[time-nuts] LPRO-101 with Brooks Shera's GPS locking circuit
Jack Hudler
jack at hudler.org
Thu Dec 14 04:52:00 UTC 2006
Bruce,
Can you describe further your idea about phase detection using an ADC.
Who produces the sinewave from the filtered counter?
(Thinking out loud) Using a 10MHz oscillator as an example:
Is this dividing the clock down to (say) 1 MHz and using a square->sine
conversion then sampling the phase angle at the 1PPS transition? The accuracy of
square->sine conversion appears as another source of error.
Perhaps the MAX9382 (http://www.maxim-ic.com/appnotes.cfm/appnote_number/1130)
could help with the problem of locking to the undesired harmonic.
Jack
-----Original Message-----
From: time-nuts-bounces at febo.com [mailto:time-nuts-bounces at febo.com] On Behalf
Of Dr Bruce Griffiths
Sent: Wednesday, December 13, 2006 7:52 PM
To: Discussion of precise time and frequency measurement
Subject: Re: [time-nuts] LPRO-101 with Brooks Shera's GPS locking circuit
The Brooks Shera circuit relies on the 24 MHz oscillator not being
locked to the OCXO or the PPS signal so that (in the absence of
injection locking) averaging the measured time interval gives an
unbiased estimate of the true value. Using a higher speed oscillator to
measure the time interval would be advantageous with the more accurate
GPS timing receivers currently available. If you have an M12+ or MTM
timing receiver and a rubidium oscillator the Brooks Shera technique is
not optimum you can easily achieve a performance that is 1-2 orders of
magnitude better with a less complex phase detector. The Brooks Shera
circuit has a single shot resolution of 41.6 nanosec which may be up to
10 times worse than the jitter in the PPS output of a good timing
receiver (after correcting for any sawtooth error - in software of
course, to avoid any additional noise and errors caused by hardware
correction).
The phase detector method employed is the digital equivalent of a
classical sampling phase detector with a linear phase detection
characteristic. A phase lock loop employing a sampling phase detector
will lock to a harmonic of the sampling frequency, which in this case is
1Hz. It is therefore necessary to divide down the OCXO (or other high
stability oscillator) frequency to a value such that the efc tuning
range of the oscillator precludes locking to the undesired harmonic.

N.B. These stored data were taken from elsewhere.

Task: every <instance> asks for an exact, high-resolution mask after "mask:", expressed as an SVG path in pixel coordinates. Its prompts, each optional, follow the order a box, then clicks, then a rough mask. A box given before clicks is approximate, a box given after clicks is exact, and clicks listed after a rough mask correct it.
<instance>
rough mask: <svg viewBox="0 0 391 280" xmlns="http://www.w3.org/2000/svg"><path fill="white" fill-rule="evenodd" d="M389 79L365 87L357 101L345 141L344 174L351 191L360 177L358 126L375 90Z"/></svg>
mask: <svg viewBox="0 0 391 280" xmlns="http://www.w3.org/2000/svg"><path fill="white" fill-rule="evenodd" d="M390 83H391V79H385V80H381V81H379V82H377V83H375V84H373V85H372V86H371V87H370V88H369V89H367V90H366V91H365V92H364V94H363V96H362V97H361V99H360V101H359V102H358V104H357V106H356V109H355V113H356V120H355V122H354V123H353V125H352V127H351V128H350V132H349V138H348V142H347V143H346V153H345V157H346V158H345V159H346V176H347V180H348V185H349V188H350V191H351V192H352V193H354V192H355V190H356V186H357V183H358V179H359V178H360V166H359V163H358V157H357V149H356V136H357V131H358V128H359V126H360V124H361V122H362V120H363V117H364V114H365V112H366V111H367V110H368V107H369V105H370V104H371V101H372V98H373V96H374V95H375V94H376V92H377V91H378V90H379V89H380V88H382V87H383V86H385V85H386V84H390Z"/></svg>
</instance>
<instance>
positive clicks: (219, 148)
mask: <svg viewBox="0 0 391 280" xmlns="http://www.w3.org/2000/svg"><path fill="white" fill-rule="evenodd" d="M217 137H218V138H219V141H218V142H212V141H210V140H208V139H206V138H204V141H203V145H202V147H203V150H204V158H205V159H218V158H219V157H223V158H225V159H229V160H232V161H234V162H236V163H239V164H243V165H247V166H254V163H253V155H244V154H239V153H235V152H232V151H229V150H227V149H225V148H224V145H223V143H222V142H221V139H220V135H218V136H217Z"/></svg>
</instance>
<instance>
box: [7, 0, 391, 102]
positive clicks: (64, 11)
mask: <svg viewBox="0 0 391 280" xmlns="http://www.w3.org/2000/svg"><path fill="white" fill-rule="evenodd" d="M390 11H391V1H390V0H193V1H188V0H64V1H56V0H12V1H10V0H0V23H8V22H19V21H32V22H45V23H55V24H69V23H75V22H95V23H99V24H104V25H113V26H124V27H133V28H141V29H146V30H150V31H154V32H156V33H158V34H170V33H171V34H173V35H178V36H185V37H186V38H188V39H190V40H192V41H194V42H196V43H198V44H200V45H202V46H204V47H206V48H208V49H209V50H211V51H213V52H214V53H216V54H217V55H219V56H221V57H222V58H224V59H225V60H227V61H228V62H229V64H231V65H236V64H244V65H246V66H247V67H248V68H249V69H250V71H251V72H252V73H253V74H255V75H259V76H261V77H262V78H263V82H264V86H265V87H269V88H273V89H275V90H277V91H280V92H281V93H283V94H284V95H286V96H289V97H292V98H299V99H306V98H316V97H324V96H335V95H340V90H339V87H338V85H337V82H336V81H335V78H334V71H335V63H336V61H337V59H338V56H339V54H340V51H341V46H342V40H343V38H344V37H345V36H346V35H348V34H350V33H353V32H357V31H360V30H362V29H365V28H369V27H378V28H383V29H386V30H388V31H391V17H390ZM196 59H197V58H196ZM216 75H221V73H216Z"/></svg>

Unfortunately a phase detector with a linear characteristic can
sometimes allow the phase lock loop to lock to a frequency which is not
a harmonic of the sampling frequency (in this case frequencies like
17/13, 12/11 Hz etc.).
A phase detector with a sinusoidal characteristic (such as an ADC
sampling a sinewave produced by filtering the output of a counter
clocked by the OCXO) avoids the problem of non harmonic locking and
eliminates most of the digital circuitry.
A loop time constant of around 120 seconds is far too short for
obtaining the optimum performance from a good rubidium standard, as the
loop will degrade the rubidium standard to an accuracy of around 35E-10
(with a 41.6ns single shot measurement resolution) when a good rubidium
standard is capable of a considerably higher stability than this.